But Miss Mackenzie, with a sniff, took up the little talisman and turned it from right to left.
“‘Wild Irish Girls,’” she said aloud. “What can this mean?”
“I can throw some light on the subject, but not much,” said Miss Ravenscroft. “It is quite evident that a society calling itself by this name exists, and that it has been instituted and formed altogether by Kathleen O’Hara, who has induced a great number—I should say fully half—of the foundationers to join her. They meet, I have discovered, at night; their rendezvous being, up to the present, a certain quarry a short distance out of town. What they do at their meetings I cannot tell, but I believe they are very riotous, with singing and dancing and sports of all sorts. Of course, as you know, Miss Mackenzie, such proceedings are altogether prohibited in our school.”

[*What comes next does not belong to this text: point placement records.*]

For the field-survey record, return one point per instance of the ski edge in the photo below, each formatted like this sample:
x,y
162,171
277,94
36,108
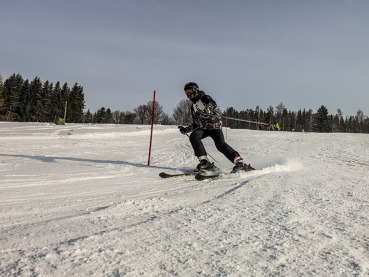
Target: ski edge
x,y
168,175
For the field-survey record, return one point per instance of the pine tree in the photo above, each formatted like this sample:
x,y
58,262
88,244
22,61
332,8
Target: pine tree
x,y
12,89
321,121
23,101
2,105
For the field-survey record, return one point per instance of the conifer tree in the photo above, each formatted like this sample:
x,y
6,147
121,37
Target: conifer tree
x,y
2,105
321,121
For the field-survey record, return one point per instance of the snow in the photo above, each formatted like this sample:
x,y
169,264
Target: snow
x,y
80,200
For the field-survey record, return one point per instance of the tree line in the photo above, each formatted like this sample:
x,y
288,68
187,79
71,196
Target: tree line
x,y
25,101
36,101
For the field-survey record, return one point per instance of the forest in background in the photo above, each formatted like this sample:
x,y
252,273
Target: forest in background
x,y
36,101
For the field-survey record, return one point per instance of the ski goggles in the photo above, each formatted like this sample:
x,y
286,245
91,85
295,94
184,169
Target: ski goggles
x,y
189,91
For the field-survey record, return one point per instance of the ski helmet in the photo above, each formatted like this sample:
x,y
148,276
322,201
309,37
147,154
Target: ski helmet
x,y
191,89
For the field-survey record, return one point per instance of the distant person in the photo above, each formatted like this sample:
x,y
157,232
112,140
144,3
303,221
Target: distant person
x,y
207,123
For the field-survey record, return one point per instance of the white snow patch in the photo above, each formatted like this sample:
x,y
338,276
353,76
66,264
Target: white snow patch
x,y
79,200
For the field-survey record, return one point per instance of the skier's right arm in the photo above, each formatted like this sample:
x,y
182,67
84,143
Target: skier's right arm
x,y
185,130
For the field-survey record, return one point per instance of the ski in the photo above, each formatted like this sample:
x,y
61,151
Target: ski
x,y
169,175
202,177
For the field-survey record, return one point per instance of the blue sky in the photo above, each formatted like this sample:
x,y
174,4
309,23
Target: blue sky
x,y
243,53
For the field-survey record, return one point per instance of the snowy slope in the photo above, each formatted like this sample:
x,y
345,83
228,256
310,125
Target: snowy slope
x,y
79,200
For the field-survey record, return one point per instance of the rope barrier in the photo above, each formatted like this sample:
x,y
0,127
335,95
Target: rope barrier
x,y
249,121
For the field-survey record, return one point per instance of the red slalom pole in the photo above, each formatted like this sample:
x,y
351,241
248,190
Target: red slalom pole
x,y
152,127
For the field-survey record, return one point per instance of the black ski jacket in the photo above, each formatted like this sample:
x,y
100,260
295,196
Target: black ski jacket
x,y
205,114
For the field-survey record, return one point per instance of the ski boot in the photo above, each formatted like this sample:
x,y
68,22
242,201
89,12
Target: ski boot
x,y
205,166
240,166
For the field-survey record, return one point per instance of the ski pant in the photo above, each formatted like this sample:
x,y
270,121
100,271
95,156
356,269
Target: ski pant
x,y
217,135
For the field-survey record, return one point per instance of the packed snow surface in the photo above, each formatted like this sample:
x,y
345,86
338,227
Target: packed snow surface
x,y
80,200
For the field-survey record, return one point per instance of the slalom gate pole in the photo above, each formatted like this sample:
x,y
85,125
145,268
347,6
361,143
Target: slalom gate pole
x,y
152,127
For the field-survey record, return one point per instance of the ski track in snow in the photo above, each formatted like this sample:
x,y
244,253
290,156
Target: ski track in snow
x,y
79,200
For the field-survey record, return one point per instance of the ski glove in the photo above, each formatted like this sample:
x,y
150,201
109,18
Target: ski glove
x,y
183,130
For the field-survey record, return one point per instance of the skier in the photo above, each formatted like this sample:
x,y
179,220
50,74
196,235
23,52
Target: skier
x,y
207,123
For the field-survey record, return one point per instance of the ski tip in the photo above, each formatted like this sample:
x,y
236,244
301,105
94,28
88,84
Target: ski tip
x,y
163,175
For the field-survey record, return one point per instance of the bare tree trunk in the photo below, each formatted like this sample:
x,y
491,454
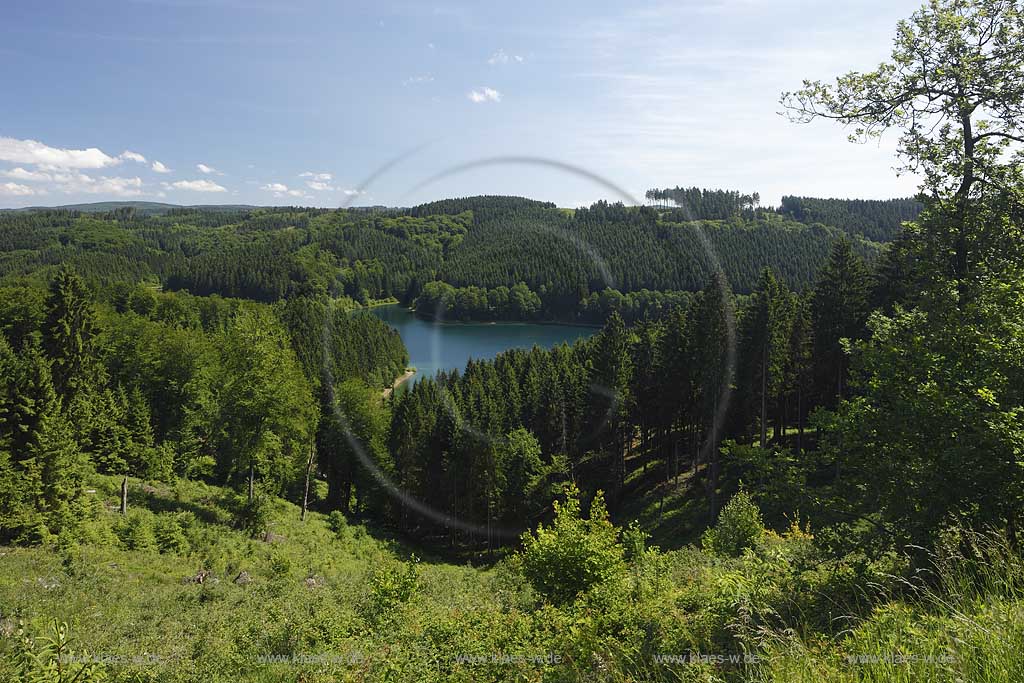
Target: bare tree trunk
x,y
309,468
800,418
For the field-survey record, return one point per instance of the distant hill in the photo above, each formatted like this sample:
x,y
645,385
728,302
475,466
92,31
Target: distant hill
x,y
147,208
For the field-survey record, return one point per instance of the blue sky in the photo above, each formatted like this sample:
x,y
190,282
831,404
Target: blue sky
x,y
301,101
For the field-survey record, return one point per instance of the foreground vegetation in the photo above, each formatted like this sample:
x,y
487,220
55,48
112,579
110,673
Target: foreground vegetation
x,y
178,591
205,485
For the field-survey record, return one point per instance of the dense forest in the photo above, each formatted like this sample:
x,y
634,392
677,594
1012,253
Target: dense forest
x,y
566,260
790,454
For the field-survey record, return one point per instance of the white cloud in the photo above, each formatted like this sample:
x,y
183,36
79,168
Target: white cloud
x,y
14,189
115,186
484,95
19,173
414,80
197,185
37,154
128,155
503,57
281,189
316,176
320,186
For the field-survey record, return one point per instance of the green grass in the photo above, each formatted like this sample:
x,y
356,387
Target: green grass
x,y
333,601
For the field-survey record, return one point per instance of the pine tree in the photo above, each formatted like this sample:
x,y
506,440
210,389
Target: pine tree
x,y
840,310
69,336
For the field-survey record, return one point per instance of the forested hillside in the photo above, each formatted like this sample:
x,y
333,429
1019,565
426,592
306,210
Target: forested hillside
x,y
498,244
790,454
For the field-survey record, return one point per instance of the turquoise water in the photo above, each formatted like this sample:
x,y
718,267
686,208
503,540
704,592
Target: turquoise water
x,y
433,346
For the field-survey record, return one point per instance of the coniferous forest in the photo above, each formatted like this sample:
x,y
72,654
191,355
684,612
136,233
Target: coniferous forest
x,y
792,451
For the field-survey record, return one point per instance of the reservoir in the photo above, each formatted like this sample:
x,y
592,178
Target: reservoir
x,y
433,346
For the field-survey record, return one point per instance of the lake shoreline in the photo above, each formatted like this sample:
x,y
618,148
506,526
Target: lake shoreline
x,y
398,381
435,321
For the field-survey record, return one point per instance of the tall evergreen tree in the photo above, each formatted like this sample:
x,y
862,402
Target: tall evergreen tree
x,y
839,310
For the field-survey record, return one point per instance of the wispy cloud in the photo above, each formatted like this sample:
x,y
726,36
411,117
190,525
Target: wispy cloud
x,y
483,95
132,156
417,80
201,185
503,57
281,189
15,189
37,154
19,173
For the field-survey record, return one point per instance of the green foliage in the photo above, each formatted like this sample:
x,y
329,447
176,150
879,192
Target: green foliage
x,y
737,528
252,515
393,585
169,532
136,530
51,659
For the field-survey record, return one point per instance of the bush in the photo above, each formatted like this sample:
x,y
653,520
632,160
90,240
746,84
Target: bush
x,y
573,554
738,527
393,585
169,536
252,516
336,520
135,531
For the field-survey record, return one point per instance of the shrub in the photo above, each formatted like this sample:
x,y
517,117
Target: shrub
x,y
573,554
336,520
738,527
252,516
135,531
170,536
394,585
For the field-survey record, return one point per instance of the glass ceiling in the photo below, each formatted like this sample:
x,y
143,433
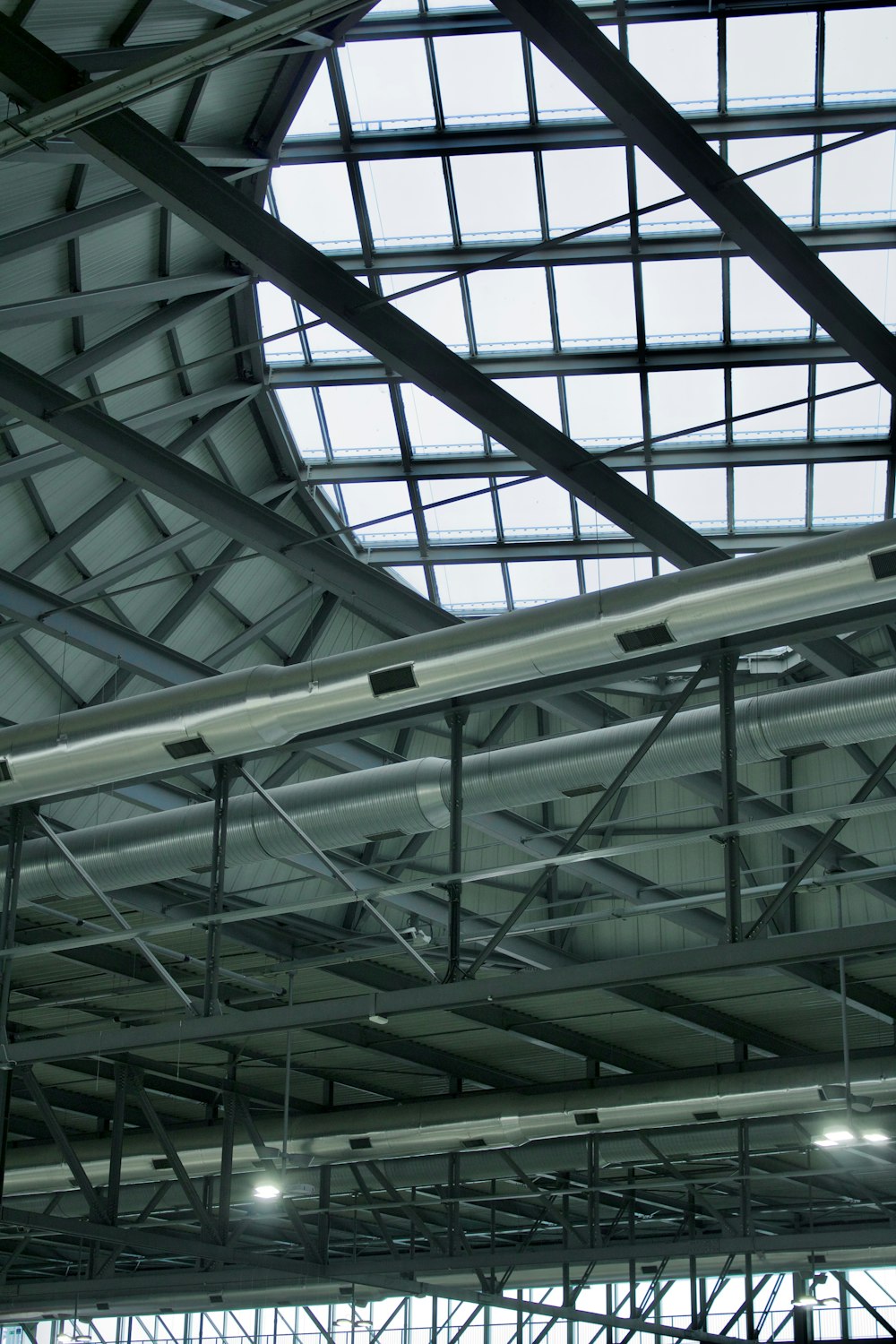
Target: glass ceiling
x,y
457,164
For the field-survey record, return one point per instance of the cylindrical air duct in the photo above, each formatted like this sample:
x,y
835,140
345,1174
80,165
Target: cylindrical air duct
x,y
413,797
268,706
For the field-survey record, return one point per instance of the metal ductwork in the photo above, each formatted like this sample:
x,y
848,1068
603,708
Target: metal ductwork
x,y
268,706
492,1120
413,797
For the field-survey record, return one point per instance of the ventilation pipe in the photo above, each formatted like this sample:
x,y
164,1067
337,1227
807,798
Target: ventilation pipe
x,y
487,1121
413,797
268,706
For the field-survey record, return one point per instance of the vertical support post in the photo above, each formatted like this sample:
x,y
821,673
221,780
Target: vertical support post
x,y
228,1159
217,887
731,844
117,1142
455,719
7,940
802,1319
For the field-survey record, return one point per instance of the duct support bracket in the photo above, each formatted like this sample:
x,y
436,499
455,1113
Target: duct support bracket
x,y
211,996
455,718
729,795
7,941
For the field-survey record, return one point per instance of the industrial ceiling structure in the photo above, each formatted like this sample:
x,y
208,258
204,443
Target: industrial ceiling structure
x,y
447,575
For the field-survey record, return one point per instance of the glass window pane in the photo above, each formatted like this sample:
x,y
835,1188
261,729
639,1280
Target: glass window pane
x,y
770,496
680,59
470,588
616,572
535,508
683,300
848,492
360,421
495,196
651,187
463,521
697,496
853,414
301,416
325,343
406,202
857,182
605,410
317,113
681,401
786,190
556,97
868,274
586,187
440,309
314,201
761,308
540,394
595,524
411,574
387,85
481,78
595,306
511,309
771,59
541,581
754,389
373,500
860,53
279,314
435,429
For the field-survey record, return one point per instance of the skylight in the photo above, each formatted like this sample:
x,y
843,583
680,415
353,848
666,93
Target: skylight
x,y
672,357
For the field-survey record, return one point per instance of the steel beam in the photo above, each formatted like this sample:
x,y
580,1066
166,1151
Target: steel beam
x,y
598,249
78,101
656,359
214,503
586,56
769,453
136,295
727,959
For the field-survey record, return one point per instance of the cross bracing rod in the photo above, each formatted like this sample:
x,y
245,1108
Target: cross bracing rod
x,y
586,56
153,163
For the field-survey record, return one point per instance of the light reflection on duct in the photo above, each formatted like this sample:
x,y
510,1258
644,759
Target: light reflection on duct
x,y
463,1124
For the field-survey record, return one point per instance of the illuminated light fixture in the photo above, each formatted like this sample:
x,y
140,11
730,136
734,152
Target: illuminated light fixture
x,y
809,1300
844,1136
265,1190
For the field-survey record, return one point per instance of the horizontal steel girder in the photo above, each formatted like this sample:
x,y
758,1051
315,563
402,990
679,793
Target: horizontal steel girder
x,y
586,56
571,362
155,164
599,249
778,951
432,468
595,134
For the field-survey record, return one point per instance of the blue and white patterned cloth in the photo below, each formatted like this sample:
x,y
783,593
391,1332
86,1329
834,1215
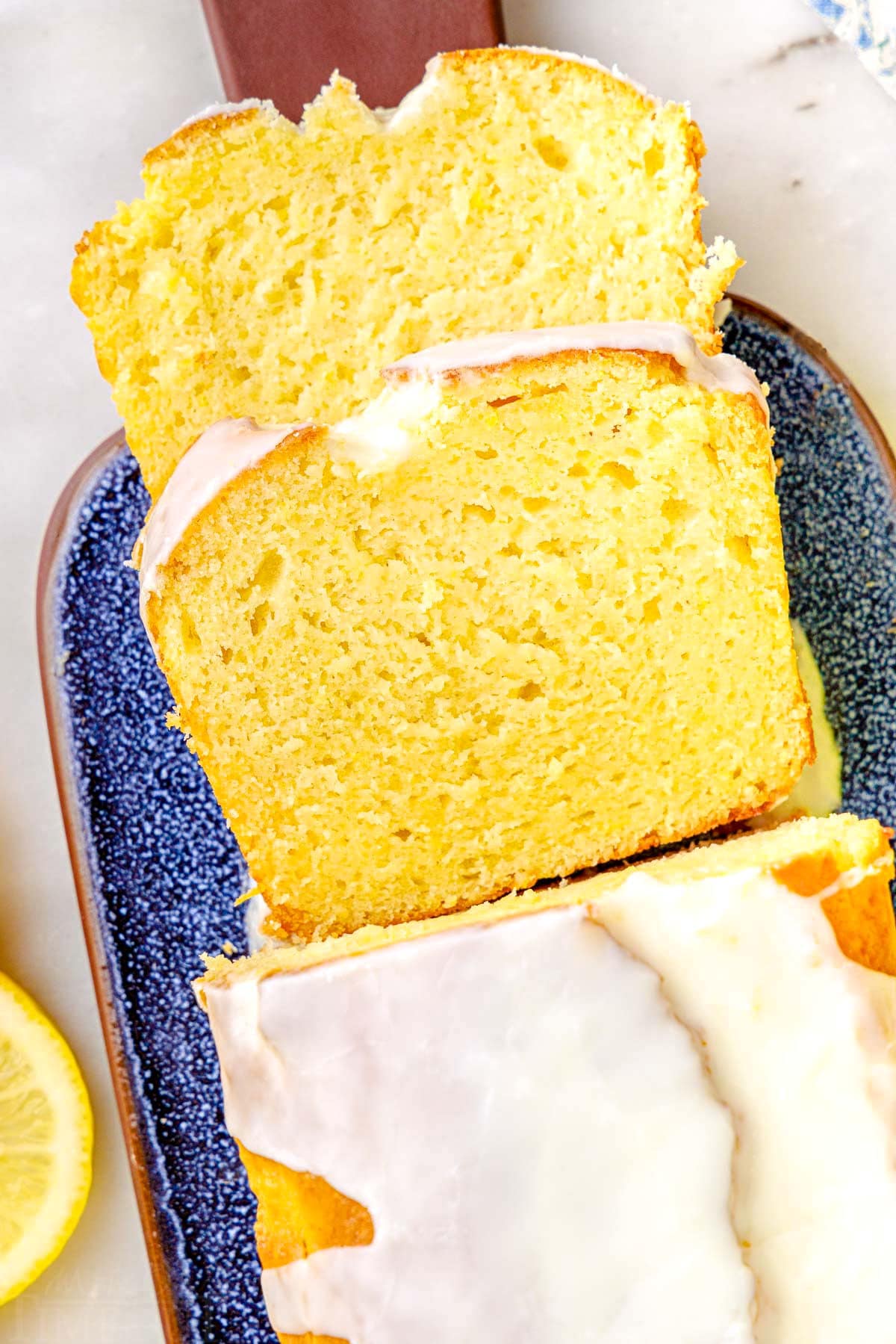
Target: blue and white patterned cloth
x,y
869,27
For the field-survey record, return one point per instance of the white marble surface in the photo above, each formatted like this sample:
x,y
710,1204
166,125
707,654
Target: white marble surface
x,y
801,173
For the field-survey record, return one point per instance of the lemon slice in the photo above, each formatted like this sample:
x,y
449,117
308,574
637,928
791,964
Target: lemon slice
x,y
46,1142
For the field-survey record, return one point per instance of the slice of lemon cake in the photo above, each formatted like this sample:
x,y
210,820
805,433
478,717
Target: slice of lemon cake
x,y
526,613
652,1105
272,270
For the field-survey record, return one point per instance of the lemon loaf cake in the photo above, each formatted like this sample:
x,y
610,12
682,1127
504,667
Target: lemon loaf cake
x,y
526,613
272,270
652,1105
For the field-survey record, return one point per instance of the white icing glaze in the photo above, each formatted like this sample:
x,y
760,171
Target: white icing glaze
x,y
595,65
376,440
528,1125
413,102
715,373
228,109
218,457
800,1043
541,1155
382,436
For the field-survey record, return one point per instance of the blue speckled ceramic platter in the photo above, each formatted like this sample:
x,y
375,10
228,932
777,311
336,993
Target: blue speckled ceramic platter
x,y
158,870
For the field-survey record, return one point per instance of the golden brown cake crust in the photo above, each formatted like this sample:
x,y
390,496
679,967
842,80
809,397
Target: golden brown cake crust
x,y
299,1214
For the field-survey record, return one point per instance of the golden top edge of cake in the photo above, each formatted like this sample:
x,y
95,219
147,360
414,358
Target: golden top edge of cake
x,y
485,632
272,270
385,1086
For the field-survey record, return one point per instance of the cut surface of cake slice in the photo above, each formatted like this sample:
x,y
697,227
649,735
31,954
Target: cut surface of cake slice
x,y
272,270
656,1103
524,615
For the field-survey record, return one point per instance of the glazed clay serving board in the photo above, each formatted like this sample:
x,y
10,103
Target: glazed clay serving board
x,y
158,870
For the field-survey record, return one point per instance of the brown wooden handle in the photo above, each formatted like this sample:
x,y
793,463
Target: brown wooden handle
x,y
287,50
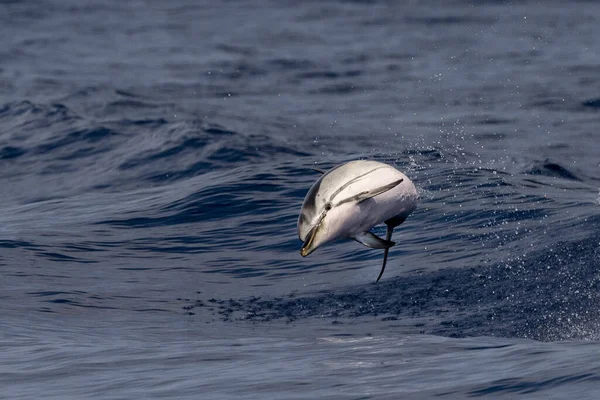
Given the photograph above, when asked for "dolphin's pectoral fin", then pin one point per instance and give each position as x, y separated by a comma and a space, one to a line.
367, 194
370, 240
388, 237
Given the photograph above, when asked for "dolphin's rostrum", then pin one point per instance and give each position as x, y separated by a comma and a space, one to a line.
350, 199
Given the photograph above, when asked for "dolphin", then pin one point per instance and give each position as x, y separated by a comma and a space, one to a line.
350, 199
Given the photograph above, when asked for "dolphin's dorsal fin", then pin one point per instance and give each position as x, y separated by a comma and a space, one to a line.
370, 240
367, 194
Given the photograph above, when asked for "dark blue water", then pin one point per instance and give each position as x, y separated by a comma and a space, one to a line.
154, 157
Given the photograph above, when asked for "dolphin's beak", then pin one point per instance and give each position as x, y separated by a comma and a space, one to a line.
307, 247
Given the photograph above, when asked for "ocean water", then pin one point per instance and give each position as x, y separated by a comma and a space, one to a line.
154, 157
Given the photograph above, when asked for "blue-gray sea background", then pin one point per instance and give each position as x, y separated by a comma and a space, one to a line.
154, 157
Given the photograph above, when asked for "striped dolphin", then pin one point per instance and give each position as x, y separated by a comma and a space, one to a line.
350, 199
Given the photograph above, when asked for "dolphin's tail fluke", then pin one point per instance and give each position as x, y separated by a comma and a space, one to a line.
388, 237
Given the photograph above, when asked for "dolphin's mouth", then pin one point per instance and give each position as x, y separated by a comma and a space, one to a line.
307, 247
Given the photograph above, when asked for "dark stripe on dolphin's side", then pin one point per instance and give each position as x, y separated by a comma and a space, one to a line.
351, 181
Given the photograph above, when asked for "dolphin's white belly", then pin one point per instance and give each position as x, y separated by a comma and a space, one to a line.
399, 201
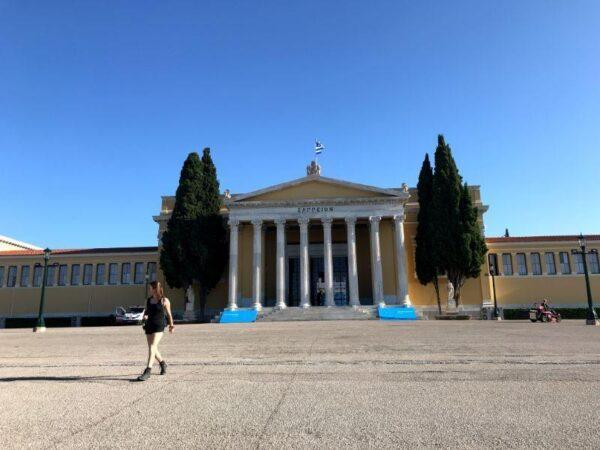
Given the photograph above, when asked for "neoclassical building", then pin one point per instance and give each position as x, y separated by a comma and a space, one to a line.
354, 241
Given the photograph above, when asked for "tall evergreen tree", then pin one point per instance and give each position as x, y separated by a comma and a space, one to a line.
179, 261
426, 266
212, 235
460, 246
193, 246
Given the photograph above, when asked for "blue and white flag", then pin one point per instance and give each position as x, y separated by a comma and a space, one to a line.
318, 148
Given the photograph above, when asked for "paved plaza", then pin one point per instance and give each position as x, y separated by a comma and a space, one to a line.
353, 384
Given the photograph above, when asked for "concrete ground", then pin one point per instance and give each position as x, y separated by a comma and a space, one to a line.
353, 384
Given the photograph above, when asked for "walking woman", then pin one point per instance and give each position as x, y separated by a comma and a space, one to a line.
157, 308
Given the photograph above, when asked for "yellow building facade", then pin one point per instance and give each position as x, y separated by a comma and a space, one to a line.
313, 241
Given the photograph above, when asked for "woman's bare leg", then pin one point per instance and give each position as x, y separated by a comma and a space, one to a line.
153, 340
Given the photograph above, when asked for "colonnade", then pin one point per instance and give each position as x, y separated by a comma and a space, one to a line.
303, 222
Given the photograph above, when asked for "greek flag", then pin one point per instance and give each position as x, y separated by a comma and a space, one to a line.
318, 148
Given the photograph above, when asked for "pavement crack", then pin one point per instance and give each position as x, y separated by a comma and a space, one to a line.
284, 394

“But this takes place out of school,” said Mrs. Naylor.
“Mrs. Naylor, I should be much obliged if you would allow Miss Ravenscroft to continue,” said Miss Mackenzie.
Miss Ravenscroft did continue.
“Putting aside that question,” she said, “the effect on the girls is most disastrous. They are completely out of my control, and I know for a fact that they do not care to please any one except Kathleen O’Hara.”
“Of course our duty is plain,” said Miss Mackenzie. “We must get the ringleader into custody, so to speak, and either bind her over to break up the society, and so keep the peace, or expel her from the school.”
“She is a difficult girl to deal with,” said Miss Ravenscroft. “She has a great deal that is good in her; she is handsome and rich, very affectionate, and full of spirit.”
“But what has a girl who is handsome and rich to do in a school like the Great Shirley?” asked Mrs. Ross.
“That is the curious part of it. Kathleen’s mother was educated in this school, and she made up her mind that her daughter should never go to any other. Kathleen lives with the Tennants. I should be sorry if she were expelled; there is so much that is good in her. It would be a pity to harden her or hold her up to public disgrace. I hope some other way may be discovered of bringing her to order.”
“You are quite right. Miss Ravenscroft,” said Miss Smyth. “I never did hold with the severe hardening process.”
“Certainly in the case of Kathleen it would do no good,” said Miss Ravenscroft.
“But what do you propose to do, then?” said Miss Mackenzie. “You have not, I presume, asked us to come here without having some plan in your head.”
“The first thing to do is to get hold of all possible facts,” said Miss Ravenscroft. “Now, there is one girl in the school who could tell us—a charming girl, a new girl—for she also only joined this term—but in all respects the opposite of Kathleen O’Hara. She for a short time belonged to the rebels, as I must call the Wild Irish Girls, but she saw the folly of her conduct and left them. She could tell us all about them if she liked, and help us to bring the insurrection to an end.”